Как же сейчас я нуждался в яростном друге, разобравшемся, «кто меня убил»…
Нашел под шкафом растоптанный карандашный обрубок. Что от него осталось, то заострил столовым ножом, взял лист бумаги и сел графической дедукцией препарировать ребус моего грядущего убийства.
По примеру какого-то киношного следачка я выводил на бумаге заглавные буквы своих несчастий. В карандашной паутине взаимных пересечений мне постепенно открывался заговор литер. Творились химические метаморфозы. Что раньше виделось пустячным, недостойным внимания, в лакмусе постороннего факта или персоны обретало вдруг мрачные толкования и зловещие масштабы.
Все события жизни искусно выкладывались так, чтоб всучить мне нагант.
* * *
Бабушка Аня прожила восемьдесят два года, оставив по себе горькое воспоминание стыда.
Сколько же она сделала для нас! Даже жильем мы были обязаны ей. Это она принесла в жертву свою однокомнатную квартиру, чтобы родители, подмешав две жалких комнаты в коммуналке, получили свою независимую, трехкомнатную квартиру. Потом бабушка Аня жила с нами, до смерти.
Меня вскормили ветхие сосцы. Я еще не умел читать, но уже раскладывал пасьянсы, знал названия всех лекарств. Главное лекарство называлось «Антасман», его принимала бабушка Аня, когда задыхалась. Старушечий лексикон въелся в мою речь. Бабушка Аня таскала меня по своим приятельницам. Они беседовали, слушали музыку на древних патефонных пластинках. К чаю они просили «сахарок» или «медок», словно приспосабливали слова под свое уменьшившееся тело.

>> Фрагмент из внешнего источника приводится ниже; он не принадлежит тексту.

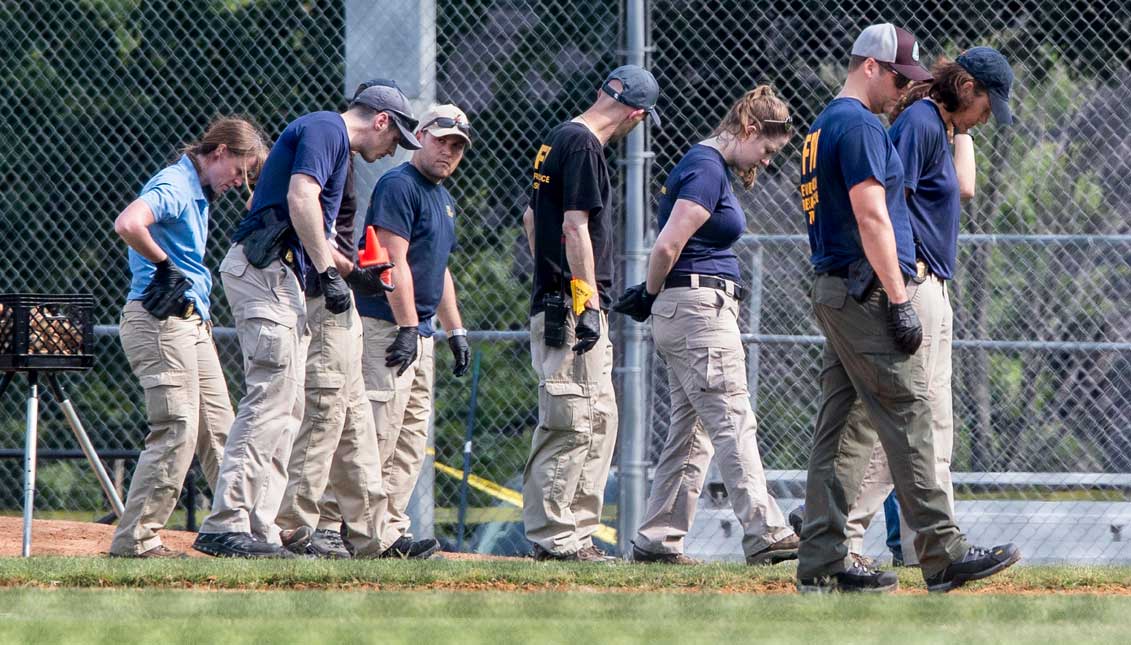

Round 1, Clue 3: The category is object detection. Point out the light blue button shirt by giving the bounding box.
[127,155,211,320]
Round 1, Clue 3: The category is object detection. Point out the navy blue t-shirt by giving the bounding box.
[658,145,746,282]
[357,162,456,337]
[801,98,915,276]
[888,98,962,280]
[232,112,349,276]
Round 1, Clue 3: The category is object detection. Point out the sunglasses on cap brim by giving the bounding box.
[875,60,912,89]
[421,117,472,137]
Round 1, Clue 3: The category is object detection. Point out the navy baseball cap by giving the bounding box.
[349,79,422,151]
[955,48,1013,126]
[601,65,659,128]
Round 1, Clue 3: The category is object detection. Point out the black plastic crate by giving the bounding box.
[0,293,94,371]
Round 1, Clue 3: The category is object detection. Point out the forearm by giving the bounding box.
[955,132,977,200]
[523,206,534,257]
[330,246,354,277]
[564,226,601,309]
[435,269,464,332]
[287,197,334,273]
[645,243,681,293]
[857,213,907,303]
[386,260,420,327]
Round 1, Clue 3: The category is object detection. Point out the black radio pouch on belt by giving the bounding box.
[846,258,878,302]
[542,235,569,347]
[242,208,291,268]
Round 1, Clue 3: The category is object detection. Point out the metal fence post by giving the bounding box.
[616,0,648,553]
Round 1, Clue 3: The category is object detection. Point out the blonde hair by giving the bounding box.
[711,85,792,188]
[181,117,267,188]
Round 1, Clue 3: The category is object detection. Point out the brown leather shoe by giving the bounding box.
[632,544,702,565]
[110,544,189,560]
[746,535,801,566]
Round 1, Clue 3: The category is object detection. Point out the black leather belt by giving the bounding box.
[664,275,746,300]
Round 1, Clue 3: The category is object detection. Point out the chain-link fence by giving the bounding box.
[0,0,1131,561]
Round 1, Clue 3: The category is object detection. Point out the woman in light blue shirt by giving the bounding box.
[110,117,267,558]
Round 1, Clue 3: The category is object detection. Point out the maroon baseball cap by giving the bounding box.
[852,23,932,80]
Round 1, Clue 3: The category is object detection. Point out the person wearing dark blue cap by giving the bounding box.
[797,24,1020,593]
[846,48,1013,565]
[523,65,659,561]
[192,80,421,558]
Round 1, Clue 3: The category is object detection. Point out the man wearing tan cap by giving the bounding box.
[357,105,472,558]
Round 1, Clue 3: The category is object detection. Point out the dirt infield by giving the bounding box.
[0,516,520,561]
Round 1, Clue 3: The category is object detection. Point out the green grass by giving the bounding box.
[0,557,1131,592]
[0,588,1131,645]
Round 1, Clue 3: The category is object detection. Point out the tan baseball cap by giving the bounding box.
[418,103,472,145]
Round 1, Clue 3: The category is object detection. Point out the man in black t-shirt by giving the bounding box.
[523,65,659,561]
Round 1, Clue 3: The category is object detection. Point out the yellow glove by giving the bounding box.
[569,277,597,316]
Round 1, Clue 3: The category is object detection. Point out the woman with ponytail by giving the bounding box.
[110,117,267,558]
[613,85,798,565]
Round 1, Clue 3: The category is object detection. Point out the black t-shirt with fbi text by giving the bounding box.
[530,121,613,316]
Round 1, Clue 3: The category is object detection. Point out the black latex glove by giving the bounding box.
[141,257,192,320]
[448,336,472,376]
[318,267,349,313]
[888,300,923,354]
[613,282,658,323]
[573,308,601,354]
[385,327,421,376]
[346,263,396,295]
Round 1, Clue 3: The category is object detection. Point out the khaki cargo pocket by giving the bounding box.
[538,381,590,432]
[813,277,848,309]
[240,302,299,369]
[138,371,189,423]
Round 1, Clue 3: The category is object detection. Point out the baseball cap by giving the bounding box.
[601,65,659,128]
[852,23,932,80]
[955,46,1013,126]
[349,79,421,151]
[421,103,472,145]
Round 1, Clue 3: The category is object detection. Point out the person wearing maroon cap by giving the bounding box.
[847,46,1013,565]
[797,24,1020,593]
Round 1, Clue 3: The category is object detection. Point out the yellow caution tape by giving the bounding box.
[428,445,616,544]
[569,277,597,316]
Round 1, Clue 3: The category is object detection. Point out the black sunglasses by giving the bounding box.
[762,115,793,134]
[421,117,472,137]
[875,61,912,89]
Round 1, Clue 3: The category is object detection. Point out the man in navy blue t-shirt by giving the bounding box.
[357,105,472,558]
[797,24,1019,592]
[193,87,420,558]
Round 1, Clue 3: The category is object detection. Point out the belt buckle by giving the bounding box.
[915,260,927,284]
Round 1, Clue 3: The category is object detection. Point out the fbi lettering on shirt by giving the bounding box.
[534,145,551,190]
[801,130,821,225]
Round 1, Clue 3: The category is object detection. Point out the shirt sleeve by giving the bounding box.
[138,179,192,222]
[365,177,416,240]
[291,121,348,188]
[837,124,888,190]
[560,148,604,212]
[890,115,936,191]
[675,161,725,213]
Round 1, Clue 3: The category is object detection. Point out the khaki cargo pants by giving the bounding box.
[797,276,969,578]
[634,287,793,556]
[276,296,388,557]
[846,274,955,565]
[200,244,310,536]
[523,299,616,556]
[361,316,434,548]
[110,301,232,556]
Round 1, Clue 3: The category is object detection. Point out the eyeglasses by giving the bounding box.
[762,115,793,134]
[877,61,912,89]
[421,117,472,137]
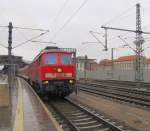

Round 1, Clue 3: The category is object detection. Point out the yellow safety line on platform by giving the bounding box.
[22,78,64,131]
[13,79,24,131]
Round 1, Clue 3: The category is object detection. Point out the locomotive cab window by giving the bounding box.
[61,55,72,64]
[45,55,57,64]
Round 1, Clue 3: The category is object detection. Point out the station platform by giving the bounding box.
[0,77,62,131]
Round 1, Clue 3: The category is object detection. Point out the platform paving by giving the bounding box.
[0,75,62,131]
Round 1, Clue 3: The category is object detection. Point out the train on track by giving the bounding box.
[18,46,76,97]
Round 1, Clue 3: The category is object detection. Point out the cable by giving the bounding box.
[51,0,69,25]
[13,26,49,32]
[104,5,135,25]
[51,0,88,40]
[12,31,48,49]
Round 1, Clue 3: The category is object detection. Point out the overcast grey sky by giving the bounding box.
[0,0,150,60]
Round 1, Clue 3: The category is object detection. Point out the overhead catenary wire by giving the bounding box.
[13,26,49,32]
[51,0,69,25]
[51,0,89,40]
[104,5,135,26]
[12,31,49,49]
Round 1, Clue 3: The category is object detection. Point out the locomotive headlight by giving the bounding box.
[69,80,74,84]
[43,81,48,84]
[45,73,56,78]
[64,73,72,77]
[57,67,62,72]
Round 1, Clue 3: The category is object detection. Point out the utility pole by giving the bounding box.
[84,55,87,80]
[135,3,144,81]
[8,22,13,89]
[101,3,150,82]
[111,48,114,78]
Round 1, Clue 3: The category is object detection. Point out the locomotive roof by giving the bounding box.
[33,47,76,61]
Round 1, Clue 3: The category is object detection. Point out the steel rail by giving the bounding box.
[79,87,150,107]
[78,82,150,96]
[47,98,124,131]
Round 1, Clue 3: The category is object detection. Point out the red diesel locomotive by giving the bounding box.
[18,47,76,97]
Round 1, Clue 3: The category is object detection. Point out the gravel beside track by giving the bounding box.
[46,99,130,131]
[77,81,150,107]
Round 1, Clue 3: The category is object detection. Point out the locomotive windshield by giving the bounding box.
[45,55,57,64]
[61,55,72,64]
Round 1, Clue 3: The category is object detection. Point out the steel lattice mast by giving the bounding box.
[135,3,144,81]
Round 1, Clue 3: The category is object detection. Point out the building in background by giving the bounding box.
[99,55,150,70]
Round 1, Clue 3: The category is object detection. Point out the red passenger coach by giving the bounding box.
[19,47,76,97]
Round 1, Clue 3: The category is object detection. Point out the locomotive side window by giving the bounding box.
[45,55,57,64]
[61,55,72,64]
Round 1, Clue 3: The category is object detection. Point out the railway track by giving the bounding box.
[77,82,150,107]
[81,79,150,90]
[47,99,131,131]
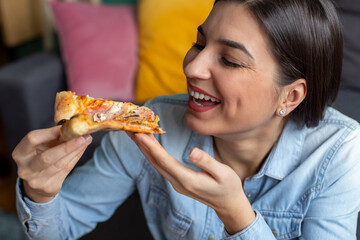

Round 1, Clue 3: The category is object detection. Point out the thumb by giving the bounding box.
[189,148,223,179]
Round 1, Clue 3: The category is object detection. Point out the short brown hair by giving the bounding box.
[215,0,343,127]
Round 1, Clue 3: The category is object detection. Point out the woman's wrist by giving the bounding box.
[216,194,256,235]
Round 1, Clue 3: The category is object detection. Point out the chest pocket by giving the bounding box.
[147,186,192,239]
[259,211,303,240]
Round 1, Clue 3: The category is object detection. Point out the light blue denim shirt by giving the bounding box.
[17,95,360,240]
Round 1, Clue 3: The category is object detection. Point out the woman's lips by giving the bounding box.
[188,83,220,112]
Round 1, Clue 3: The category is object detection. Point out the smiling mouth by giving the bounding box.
[189,88,220,107]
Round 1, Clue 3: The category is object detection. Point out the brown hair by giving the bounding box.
[215,0,343,127]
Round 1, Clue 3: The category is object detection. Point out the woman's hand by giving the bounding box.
[12,126,92,203]
[128,132,255,234]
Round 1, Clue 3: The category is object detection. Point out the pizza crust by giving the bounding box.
[54,91,165,141]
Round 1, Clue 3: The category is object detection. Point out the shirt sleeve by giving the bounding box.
[219,210,276,240]
[17,132,144,240]
[301,128,360,240]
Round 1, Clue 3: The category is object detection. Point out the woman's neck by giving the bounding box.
[214,121,285,181]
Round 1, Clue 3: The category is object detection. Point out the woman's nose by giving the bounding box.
[184,50,211,80]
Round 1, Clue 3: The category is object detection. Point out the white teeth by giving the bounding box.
[194,92,200,99]
[189,89,220,103]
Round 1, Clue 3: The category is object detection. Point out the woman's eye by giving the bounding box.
[193,43,205,51]
[221,57,242,68]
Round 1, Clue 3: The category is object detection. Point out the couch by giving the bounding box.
[0,0,360,239]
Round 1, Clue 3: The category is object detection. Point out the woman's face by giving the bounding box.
[183,2,280,139]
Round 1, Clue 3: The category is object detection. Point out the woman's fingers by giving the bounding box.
[13,126,61,158]
[129,133,192,181]
[189,148,227,180]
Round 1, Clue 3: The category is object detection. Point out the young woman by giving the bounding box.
[13,0,360,239]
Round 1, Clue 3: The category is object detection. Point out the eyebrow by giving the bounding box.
[197,25,254,59]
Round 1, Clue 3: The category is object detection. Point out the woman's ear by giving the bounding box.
[277,78,307,117]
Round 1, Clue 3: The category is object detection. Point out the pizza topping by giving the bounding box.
[93,113,106,122]
[124,109,140,118]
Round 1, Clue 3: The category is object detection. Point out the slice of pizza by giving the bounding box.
[54,91,165,141]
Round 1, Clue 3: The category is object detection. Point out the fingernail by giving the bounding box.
[190,148,202,161]
[75,135,92,146]
[83,135,92,142]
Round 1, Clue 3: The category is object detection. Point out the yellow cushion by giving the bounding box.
[135,0,214,102]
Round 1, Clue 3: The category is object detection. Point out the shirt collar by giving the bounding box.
[254,121,306,180]
[182,121,306,180]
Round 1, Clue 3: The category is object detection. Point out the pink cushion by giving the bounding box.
[50,1,138,101]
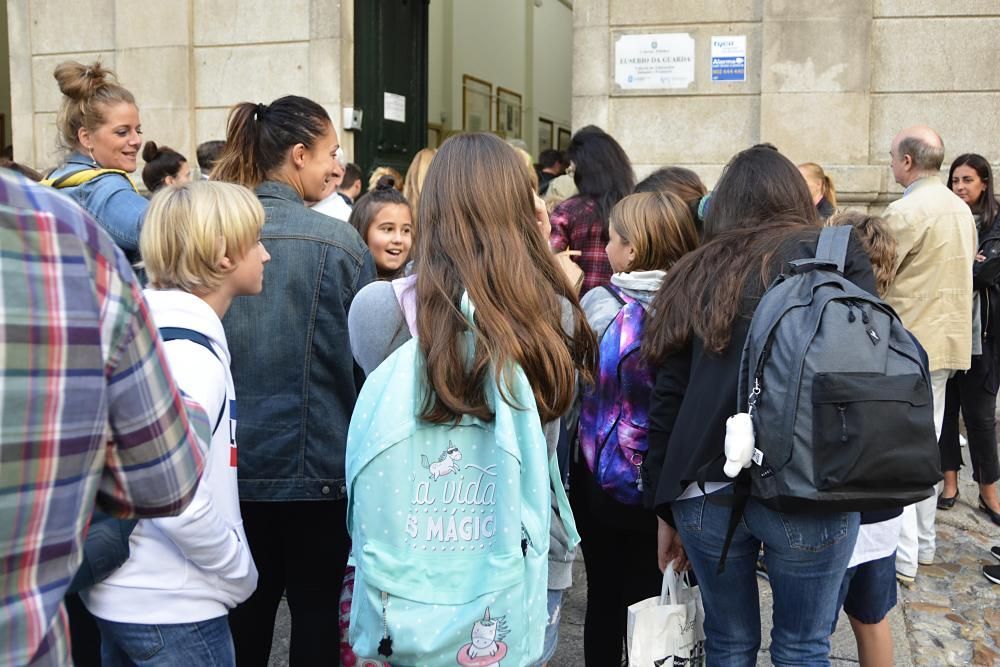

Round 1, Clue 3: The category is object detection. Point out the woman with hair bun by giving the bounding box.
[937,153,1000,526]
[142,141,191,193]
[43,61,149,263]
[799,162,837,220]
[212,95,375,667]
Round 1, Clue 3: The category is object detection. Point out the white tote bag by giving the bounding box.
[627,563,705,667]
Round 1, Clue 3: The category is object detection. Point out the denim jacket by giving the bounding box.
[49,153,149,263]
[223,181,375,501]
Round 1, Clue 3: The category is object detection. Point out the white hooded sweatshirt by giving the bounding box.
[81,290,257,625]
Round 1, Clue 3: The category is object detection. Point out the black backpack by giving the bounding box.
[738,226,941,512]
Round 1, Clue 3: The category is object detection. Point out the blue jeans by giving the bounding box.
[97,616,236,667]
[671,486,859,667]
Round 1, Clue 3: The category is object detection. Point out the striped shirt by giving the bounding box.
[0,171,211,666]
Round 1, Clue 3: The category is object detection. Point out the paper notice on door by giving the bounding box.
[382,93,406,123]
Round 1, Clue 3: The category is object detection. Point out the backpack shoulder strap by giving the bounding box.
[42,169,139,193]
[160,327,226,435]
[816,225,851,273]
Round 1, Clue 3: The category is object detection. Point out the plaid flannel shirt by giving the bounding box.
[549,195,612,296]
[0,171,211,666]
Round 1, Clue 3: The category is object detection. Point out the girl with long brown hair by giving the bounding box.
[643,148,875,665]
[349,134,596,661]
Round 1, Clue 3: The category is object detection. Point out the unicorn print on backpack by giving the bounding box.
[457,607,510,667]
[420,440,462,481]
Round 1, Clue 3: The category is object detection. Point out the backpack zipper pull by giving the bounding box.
[378,591,392,658]
[837,403,847,442]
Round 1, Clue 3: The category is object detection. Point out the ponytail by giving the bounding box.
[142,141,187,192]
[212,95,331,189]
[347,174,413,243]
[52,60,135,151]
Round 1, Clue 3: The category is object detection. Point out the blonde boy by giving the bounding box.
[82,181,270,665]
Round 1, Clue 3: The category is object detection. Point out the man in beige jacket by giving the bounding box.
[883,126,976,584]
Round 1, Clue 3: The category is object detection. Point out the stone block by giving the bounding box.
[761,18,871,93]
[764,0,872,21]
[195,42,309,107]
[760,93,869,164]
[632,163,725,191]
[194,107,229,147]
[31,51,116,113]
[10,111,34,167]
[608,0,762,26]
[309,0,342,39]
[309,39,341,107]
[32,113,65,170]
[114,0,191,49]
[570,95,610,130]
[869,92,1000,167]
[30,0,115,55]
[193,0,310,46]
[573,0,609,28]
[572,27,613,95]
[7,0,32,115]
[872,0,1000,17]
[608,23,763,97]
[608,95,760,165]
[871,16,1000,92]
[115,46,191,111]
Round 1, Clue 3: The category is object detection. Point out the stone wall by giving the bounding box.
[7,0,354,175]
[573,0,1000,207]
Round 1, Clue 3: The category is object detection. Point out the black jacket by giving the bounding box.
[643,229,876,522]
[971,213,1000,393]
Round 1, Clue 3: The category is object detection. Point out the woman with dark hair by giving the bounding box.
[350,133,596,664]
[643,148,875,665]
[937,153,1000,526]
[549,125,635,296]
[142,141,191,193]
[635,167,708,234]
[212,95,375,667]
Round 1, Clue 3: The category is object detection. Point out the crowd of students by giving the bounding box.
[0,62,1000,666]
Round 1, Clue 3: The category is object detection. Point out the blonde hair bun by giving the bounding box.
[53,60,118,101]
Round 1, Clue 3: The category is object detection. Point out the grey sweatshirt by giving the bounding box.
[347,281,580,590]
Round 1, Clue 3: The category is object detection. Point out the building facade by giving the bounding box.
[7,0,1000,208]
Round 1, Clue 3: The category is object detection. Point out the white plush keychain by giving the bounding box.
[722,412,754,477]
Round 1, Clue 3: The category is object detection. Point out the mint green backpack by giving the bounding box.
[346,295,576,667]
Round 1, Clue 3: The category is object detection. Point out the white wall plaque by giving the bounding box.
[615,32,694,90]
[382,93,406,123]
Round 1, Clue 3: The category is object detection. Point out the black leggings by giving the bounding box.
[570,461,663,667]
[229,500,350,667]
[938,366,1000,484]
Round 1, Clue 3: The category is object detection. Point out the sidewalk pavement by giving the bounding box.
[270,468,1000,667]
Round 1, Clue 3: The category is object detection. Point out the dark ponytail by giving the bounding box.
[212,95,331,188]
[347,174,413,243]
[142,141,187,192]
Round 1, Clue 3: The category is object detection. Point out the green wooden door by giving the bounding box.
[354,0,429,185]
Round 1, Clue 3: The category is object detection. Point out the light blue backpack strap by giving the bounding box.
[549,453,580,549]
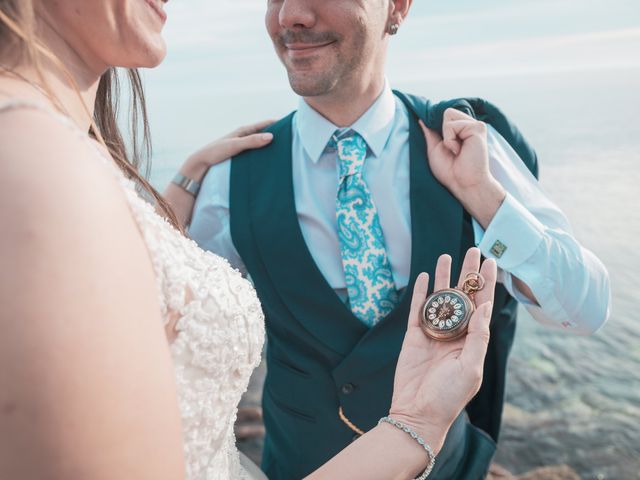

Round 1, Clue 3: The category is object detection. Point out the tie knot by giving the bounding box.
[331,130,367,178]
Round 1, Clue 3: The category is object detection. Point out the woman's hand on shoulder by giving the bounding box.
[390,248,497,451]
[180,120,274,181]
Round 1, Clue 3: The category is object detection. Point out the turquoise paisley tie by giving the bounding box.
[332,130,398,327]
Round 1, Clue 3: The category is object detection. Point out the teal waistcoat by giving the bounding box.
[230,92,537,480]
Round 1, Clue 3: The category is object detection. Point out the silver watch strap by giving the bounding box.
[171,173,200,197]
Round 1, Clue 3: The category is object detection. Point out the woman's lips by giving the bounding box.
[145,0,167,23]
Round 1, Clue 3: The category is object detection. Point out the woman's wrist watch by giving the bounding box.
[171,172,200,197]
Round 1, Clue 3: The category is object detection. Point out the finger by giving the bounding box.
[475,258,498,305]
[460,302,493,377]
[433,255,451,292]
[442,121,462,155]
[443,107,475,121]
[458,247,481,288]
[446,120,487,140]
[226,119,275,138]
[225,132,273,158]
[408,273,429,328]
[420,120,442,150]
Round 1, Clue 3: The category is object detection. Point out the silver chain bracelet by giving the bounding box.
[378,417,436,480]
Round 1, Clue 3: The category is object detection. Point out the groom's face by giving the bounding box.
[266,0,391,97]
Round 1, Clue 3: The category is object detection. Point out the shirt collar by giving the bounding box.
[296,82,396,163]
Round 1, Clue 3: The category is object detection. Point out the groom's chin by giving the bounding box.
[288,72,335,97]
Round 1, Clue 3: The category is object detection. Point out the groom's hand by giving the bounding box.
[420,108,506,229]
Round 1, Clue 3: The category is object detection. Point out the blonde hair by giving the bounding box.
[0,0,184,233]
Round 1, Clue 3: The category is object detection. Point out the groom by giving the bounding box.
[190,0,609,480]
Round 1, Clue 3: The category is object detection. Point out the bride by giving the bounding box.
[0,0,496,480]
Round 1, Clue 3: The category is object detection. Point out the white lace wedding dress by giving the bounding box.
[0,100,264,480]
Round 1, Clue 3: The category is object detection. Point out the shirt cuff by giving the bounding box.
[473,193,544,273]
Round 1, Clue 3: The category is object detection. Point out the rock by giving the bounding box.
[515,465,580,480]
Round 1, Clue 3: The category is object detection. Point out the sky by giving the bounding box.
[145,0,640,179]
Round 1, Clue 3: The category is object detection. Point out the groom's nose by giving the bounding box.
[278,0,316,30]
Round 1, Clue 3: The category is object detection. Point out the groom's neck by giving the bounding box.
[304,76,385,127]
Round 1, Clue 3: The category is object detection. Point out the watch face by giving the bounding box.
[422,288,474,340]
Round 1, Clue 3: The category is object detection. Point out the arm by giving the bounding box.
[425,109,610,334]
[308,248,496,480]
[0,111,184,480]
[163,120,273,227]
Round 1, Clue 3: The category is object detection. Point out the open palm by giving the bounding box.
[391,248,496,448]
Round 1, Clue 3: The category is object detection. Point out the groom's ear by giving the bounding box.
[389,0,413,25]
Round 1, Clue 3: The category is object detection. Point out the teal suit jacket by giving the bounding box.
[230,92,537,480]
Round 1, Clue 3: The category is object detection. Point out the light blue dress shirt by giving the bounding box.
[189,85,610,334]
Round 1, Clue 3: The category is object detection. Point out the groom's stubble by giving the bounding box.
[266,0,388,102]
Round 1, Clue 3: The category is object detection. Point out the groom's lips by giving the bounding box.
[145,0,169,24]
[285,42,334,59]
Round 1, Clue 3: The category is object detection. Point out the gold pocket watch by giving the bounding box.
[421,273,484,341]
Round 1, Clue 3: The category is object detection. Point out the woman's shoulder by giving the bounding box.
[0,100,130,227]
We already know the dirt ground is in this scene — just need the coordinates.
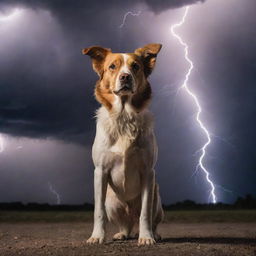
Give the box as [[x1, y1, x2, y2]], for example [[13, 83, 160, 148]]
[[0, 223, 256, 256]]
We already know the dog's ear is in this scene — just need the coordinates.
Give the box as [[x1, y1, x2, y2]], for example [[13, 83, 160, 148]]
[[134, 44, 162, 77], [82, 46, 111, 77]]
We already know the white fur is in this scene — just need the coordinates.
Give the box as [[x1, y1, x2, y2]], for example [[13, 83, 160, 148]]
[[87, 58, 163, 244], [115, 53, 137, 91]]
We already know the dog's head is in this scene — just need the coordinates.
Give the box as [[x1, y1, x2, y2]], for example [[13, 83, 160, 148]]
[[82, 44, 162, 111]]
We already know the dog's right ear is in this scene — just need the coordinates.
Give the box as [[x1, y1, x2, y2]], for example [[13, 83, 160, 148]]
[[82, 46, 111, 77]]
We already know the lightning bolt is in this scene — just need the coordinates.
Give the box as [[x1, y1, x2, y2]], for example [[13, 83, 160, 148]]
[[119, 11, 141, 28], [48, 182, 61, 205], [171, 6, 217, 204]]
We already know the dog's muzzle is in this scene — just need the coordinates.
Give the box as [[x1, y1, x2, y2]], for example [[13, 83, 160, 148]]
[[114, 73, 134, 95]]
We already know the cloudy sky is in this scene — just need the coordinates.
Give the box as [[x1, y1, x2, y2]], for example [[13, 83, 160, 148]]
[[0, 0, 256, 204]]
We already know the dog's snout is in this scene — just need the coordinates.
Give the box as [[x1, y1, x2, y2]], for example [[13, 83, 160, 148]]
[[119, 73, 132, 83]]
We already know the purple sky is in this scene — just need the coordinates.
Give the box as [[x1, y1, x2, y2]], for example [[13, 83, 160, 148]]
[[0, 0, 256, 204]]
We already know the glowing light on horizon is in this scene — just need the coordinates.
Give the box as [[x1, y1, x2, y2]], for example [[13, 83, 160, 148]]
[[171, 6, 217, 204]]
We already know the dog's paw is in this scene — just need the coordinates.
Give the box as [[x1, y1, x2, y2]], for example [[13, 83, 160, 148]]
[[86, 236, 104, 244], [113, 232, 128, 241], [138, 237, 156, 246]]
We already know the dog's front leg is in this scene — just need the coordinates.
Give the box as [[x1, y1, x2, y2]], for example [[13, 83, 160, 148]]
[[87, 167, 108, 244], [138, 170, 155, 245]]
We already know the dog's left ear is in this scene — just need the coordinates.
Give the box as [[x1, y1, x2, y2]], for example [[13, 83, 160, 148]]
[[82, 46, 111, 77], [134, 44, 162, 77]]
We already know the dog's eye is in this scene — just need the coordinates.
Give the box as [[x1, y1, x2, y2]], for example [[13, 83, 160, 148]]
[[132, 62, 140, 71], [109, 64, 116, 70]]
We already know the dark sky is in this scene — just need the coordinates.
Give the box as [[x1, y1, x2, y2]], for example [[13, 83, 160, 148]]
[[0, 0, 256, 204]]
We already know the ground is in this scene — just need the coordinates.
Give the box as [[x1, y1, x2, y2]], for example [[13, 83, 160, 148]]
[[0, 222, 256, 256]]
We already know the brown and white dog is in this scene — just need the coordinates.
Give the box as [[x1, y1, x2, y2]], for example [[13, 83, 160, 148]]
[[83, 44, 163, 245]]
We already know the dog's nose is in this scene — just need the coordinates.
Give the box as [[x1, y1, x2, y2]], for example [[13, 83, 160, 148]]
[[119, 73, 132, 83]]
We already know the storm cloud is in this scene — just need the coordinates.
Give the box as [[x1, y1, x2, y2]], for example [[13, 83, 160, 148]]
[[0, 0, 256, 203]]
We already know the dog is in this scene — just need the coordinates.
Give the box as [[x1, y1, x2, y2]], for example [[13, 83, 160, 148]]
[[82, 44, 164, 245]]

С меня и теперь сталось бы завернуть: «Началась такая катавасия!» — поднести руки к щекам. Сказать: «Мальчишки во дворе шалят» — или: «Он только баловаться и озорничать горазд», — и головой покачать.
Даже сальности у меня старушечьи, ветхие, из начала века:
- Жасмин прекрасненький цветочек,
- Он пахнет нежно и свежо.
- Понюхай, миленький дружочек.
- А правда, пахнет хорошо?
Бабушкина приятельница крупными печатными буквами выводила на листке четверостишие. Я старательно читал по слогам, не находя подвоха, и тогда старухи показывали на вертикаль из заглавных букв, заливались смехом, и я вместе с ними, уже навсегда приученный смотреть на текст не только слева направо, но и сверху вниз.
С малых лет пестовали во мне всяческие паранойи. Бабушка Аня учила бояться воды. Говорила, глядя на вздутые, как шины, старческие ноги: «Нырнешь, судороги схватят, захлебнешься», — и пучила глаза, изображая удушье.
Судороги представлялись мне хищными водорослями с рыбьими головами. Вода страшила и чаровала глубиной и мутью.